It’s hard to believe that I hated Mass Effect when BioWare announced it back in 2005. But that was before, when it was still an exclusive game for the Xbox 360. I was later appeased when BioWare released its PC version in 2008. And when Mass Effect 2 came out, I thought it was one of the best games I’ve ever played. Now, with Mass Effect 3, a game that is more epic than its predecessors, the franchise ends not only as one of my favorite games but also as a beloved space opera.
Mass Effect 3‘s story is centered on pushing back the invasion of ancient sapient starships, known as The Reapers. During their first wave of invasion, The Reapers strikes Earth and the planet falls quickly, causing a lot of casualties –including a little boy. This opening scene is powerful, very emotional. It’s probably one of the best moments in gaming. It made the Reaper attack so relevant and personal, giving you the drive to do your mission: Rally the whole galaxy to your cause, shoot Reapers and reclaim Earth.
How this game was presented is the foremost reason why I love Mass Effect 3. BioWare showcased the story with such cinematic flair that, sometimes, I forget I’m playing a game. It’s also equal parts action and conversation. So, the game never really gets monotonous. If you’re sick of shooting Reapers, you can cavort with your crew when you’re on shore leave. If the conversation starts to bore you, then you can jump in on a mission and get back to shooting Reapers.
The mechanics in Mass Effect 3 is also streamlined to perfection, making the game less tedious than most RPGs.

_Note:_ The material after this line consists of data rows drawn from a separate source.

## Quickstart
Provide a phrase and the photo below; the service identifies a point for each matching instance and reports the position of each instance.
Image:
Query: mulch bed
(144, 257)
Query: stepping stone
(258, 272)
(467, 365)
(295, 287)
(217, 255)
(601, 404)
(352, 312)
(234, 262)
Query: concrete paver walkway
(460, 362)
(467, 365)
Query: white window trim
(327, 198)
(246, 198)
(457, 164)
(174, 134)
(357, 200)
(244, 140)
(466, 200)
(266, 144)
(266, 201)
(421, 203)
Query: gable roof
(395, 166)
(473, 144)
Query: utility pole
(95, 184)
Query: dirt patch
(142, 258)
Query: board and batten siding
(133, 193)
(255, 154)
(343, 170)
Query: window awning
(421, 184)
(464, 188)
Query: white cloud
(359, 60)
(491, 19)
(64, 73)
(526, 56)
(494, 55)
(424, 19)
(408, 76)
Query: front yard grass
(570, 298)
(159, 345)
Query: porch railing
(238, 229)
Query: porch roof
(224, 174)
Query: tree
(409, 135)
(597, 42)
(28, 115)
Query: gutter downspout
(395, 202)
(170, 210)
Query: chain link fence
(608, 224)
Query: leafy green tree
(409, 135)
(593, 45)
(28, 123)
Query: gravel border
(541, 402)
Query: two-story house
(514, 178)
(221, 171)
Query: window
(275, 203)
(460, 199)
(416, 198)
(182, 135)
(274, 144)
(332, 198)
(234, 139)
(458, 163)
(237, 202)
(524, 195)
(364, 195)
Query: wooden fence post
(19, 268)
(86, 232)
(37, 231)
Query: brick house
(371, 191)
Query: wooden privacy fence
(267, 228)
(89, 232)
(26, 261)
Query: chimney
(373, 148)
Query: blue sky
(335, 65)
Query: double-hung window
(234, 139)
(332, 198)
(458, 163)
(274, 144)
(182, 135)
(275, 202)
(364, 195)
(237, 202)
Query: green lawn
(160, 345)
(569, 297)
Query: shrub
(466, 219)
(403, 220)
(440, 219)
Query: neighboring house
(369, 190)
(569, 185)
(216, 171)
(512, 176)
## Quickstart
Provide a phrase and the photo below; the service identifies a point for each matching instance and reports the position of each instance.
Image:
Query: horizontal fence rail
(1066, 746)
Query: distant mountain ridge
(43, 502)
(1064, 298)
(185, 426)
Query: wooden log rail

The weapons loadout system that was placed in Mass Effect 2 is still around, much to the chagrin of role-players. I do like this system, however. Because it leaves me more room to shoot Reapers instead of managing the contents of my inventory. Combine this system with hour-long episodic missions and you’ll be enjoying this game more often than wasting your time in it.
The inventory system isn’t the only RPG element that’s been toned down in Mass Effect 3. The side-quests system took a hit as well. Earning them doesn’t require you to interact with NPCs. Instead, they’ll be added into your journal by overhearing an NPC talk. Normally, I would make a big deal out of this. But since the core role-playing mechanics –character creation and development, decisions with consequences, control over the story– are still present in the game, I’m just gonna let this slide.
Perhaps the most surprising feature in Mass Effect 3 is the addition of a multiplayer mode. While unnecessary, the multiplayer is actually quite fun. It’s a co-op game that pits four players against waves of Geth, Reapers or Cerberus Agents. Surviving a mission will net you experience points and credits to buy equipment packs. Playing and winning multiplayer games will also increase your Galactic Readiness –which slightly determines the outcome of the war in your single-player campaign.
Mass Effect 3 is a stupendous game, an epic culmination of a great science fiction trilogy. I haven’t played a game this cinematic, this sublime since Mass Effect 2. What little doubts I have for BioWare have also been completely dispelled now. So, hats of to them. No other developer could do something like this. Like I said earlier, the Mass Effect franchise will forever linger in our minds. Not only as a great game but also a space opera.